The third cluster of disclosures covers income statements and involves issues such as revenue recognition, cost of sales and alternative performance measures (APMs). Disclosures around revenue are quite varied as they address issues such as rebates, variable consideration and revenue reversal, but also the disclosure of revenue in both pre-COVID-19 and COVID-19 reporting periods.
Costs of sales are affected in various ways: there are incremental costs as a result of prevention measures taken; abnormal and unproductive production costs (e.g. operations well below capacity); and costs of spoilage where finished goods had to be destroyed.
Surprisingly, the EY research indicates that the use of COVID-19-adjusted APMs in the financial statements has been limited. This is likely due to the regulators’ call for caution before using APMs to disclose the impact of COVID-19.
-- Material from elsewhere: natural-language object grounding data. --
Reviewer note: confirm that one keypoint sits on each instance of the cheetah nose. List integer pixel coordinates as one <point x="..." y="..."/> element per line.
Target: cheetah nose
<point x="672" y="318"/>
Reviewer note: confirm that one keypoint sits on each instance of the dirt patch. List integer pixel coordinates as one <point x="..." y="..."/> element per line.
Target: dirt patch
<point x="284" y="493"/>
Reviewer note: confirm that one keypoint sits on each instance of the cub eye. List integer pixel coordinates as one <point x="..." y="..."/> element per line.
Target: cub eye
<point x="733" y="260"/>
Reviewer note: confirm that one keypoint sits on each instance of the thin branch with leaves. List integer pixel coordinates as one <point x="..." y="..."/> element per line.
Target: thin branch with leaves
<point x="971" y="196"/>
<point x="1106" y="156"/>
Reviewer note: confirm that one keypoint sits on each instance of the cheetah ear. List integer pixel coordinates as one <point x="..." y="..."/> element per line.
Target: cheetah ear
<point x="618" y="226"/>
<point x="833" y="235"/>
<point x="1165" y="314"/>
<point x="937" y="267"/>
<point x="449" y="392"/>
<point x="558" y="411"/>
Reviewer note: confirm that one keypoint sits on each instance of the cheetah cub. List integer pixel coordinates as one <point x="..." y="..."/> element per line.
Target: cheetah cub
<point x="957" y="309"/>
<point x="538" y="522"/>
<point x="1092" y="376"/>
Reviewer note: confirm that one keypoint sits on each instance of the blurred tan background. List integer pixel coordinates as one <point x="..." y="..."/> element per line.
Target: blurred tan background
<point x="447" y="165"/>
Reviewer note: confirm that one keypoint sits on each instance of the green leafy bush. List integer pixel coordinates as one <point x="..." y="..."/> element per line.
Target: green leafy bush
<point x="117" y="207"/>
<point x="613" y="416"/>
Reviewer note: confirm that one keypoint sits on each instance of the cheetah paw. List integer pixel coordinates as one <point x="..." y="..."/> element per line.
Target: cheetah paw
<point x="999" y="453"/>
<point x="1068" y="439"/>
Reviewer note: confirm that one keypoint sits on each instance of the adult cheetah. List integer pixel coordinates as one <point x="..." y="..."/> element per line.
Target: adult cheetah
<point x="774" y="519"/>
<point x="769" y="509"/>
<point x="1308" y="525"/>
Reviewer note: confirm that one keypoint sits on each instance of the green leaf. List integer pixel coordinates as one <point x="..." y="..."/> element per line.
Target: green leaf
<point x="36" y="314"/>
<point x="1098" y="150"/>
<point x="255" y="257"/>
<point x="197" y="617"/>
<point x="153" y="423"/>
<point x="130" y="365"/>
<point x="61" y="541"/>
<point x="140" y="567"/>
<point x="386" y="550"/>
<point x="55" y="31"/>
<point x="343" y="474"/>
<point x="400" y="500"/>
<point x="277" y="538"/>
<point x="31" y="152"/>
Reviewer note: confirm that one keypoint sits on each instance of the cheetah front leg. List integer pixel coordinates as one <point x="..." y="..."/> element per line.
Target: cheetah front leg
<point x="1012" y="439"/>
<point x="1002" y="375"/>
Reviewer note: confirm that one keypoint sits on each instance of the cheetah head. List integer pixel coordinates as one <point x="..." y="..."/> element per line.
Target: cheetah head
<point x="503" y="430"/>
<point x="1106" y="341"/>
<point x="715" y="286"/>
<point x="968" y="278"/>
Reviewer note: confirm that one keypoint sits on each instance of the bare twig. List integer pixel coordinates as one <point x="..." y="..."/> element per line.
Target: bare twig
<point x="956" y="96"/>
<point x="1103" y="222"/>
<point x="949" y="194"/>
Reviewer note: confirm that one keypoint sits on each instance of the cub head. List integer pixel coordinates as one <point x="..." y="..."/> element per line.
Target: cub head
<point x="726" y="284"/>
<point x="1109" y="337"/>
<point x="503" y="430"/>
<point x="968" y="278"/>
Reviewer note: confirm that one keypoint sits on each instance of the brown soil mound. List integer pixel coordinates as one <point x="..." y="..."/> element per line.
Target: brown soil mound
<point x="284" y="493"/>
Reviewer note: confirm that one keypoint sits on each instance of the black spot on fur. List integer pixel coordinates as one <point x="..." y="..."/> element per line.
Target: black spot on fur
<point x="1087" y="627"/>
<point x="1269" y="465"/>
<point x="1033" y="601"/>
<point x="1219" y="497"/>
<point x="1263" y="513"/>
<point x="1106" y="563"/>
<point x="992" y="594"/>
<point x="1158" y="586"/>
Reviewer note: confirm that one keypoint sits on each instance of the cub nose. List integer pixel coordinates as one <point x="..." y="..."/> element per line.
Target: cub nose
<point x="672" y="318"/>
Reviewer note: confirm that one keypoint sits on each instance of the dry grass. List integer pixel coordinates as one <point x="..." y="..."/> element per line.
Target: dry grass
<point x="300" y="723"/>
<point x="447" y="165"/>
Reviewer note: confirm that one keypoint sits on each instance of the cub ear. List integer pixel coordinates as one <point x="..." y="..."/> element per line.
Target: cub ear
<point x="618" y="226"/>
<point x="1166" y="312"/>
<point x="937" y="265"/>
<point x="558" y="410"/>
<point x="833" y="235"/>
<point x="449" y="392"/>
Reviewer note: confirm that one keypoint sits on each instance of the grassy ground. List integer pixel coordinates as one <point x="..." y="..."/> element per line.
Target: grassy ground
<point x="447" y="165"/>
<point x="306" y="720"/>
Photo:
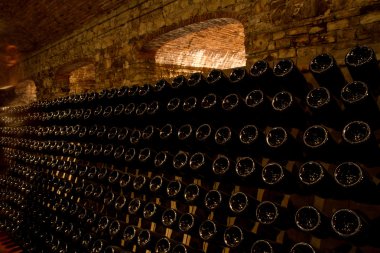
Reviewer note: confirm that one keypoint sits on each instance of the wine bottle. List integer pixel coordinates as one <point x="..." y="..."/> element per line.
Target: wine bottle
<point x="275" y="176"/>
<point x="362" y="64"/>
<point x="290" y="78"/>
<point x="269" y="213"/>
<point x="221" y="165"/>
<point x="314" y="179"/>
<point x="163" y="245"/>
<point x="187" y="223"/>
<point x="233" y="236"/>
<point x="319" y="142"/>
<point x="309" y="219"/>
<point x="169" y="217"/>
<point x="357" y="98"/>
<point x="354" y="183"/>
<point x="281" y="144"/>
<point x="241" y="204"/>
<point x="265" y="246"/>
<point x="262" y="75"/>
<point x="174" y="188"/>
<point x="359" y="141"/>
<point x="323" y="106"/>
<point x="302" y="247"/>
<point x="240" y="80"/>
<point x="287" y="110"/>
<point x="347" y="223"/>
<point x="327" y="73"/>
<point x="258" y="106"/>
<point x="217" y="80"/>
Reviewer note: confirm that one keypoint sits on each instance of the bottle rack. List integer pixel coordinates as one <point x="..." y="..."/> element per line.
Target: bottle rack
<point x="258" y="160"/>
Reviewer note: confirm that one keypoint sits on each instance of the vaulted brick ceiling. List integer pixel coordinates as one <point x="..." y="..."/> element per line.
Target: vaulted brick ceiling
<point x="32" y="24"/>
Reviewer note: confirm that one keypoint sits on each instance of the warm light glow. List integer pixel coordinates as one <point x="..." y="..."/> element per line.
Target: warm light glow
<point x="217" y="45"/>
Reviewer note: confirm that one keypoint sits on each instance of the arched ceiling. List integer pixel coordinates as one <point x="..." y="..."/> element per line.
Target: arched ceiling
<point x="214" y="43"/>
<point x="32" y="24"/>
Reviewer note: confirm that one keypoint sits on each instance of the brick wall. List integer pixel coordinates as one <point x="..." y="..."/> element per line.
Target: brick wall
<point x="273" y="29"/>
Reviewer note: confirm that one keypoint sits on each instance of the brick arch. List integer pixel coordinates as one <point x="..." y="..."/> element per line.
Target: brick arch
<point x="200" y="44"/>
<point x="152" y="41"/>
<point x="75" y="77"/>
<point x="67" y="68"/>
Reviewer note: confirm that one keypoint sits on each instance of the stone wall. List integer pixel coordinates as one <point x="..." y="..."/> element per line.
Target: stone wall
<point x="273" y="29"/>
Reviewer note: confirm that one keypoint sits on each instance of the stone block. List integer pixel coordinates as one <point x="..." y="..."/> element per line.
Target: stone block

The final cluster of disclosures concerns financial instruments, which includes loan modifications, loan covenants, hedge accounting, expected credit losses, liquidity, concentrations of risks and related judgments and estimates. Financial institutions provide the most extensive disclosures about these issues, but the pandemic has impacted most companies beyond their ordinary worst-case forecasts for 2020 and so disclosures have been seen more widely.
For example, an entity disclosed that its forward exchange contracts were no longer highly effective and that hedge accounting on these items had been discontinued, as foreign revenue was lower than expected. Another entity also referred to the general processes that it undertakes for expected credit losses (ECLs) in a “normal” environment with additional specific areas that have been considered this year and explained how its assessment of the ECL rate changed in various overdue categories.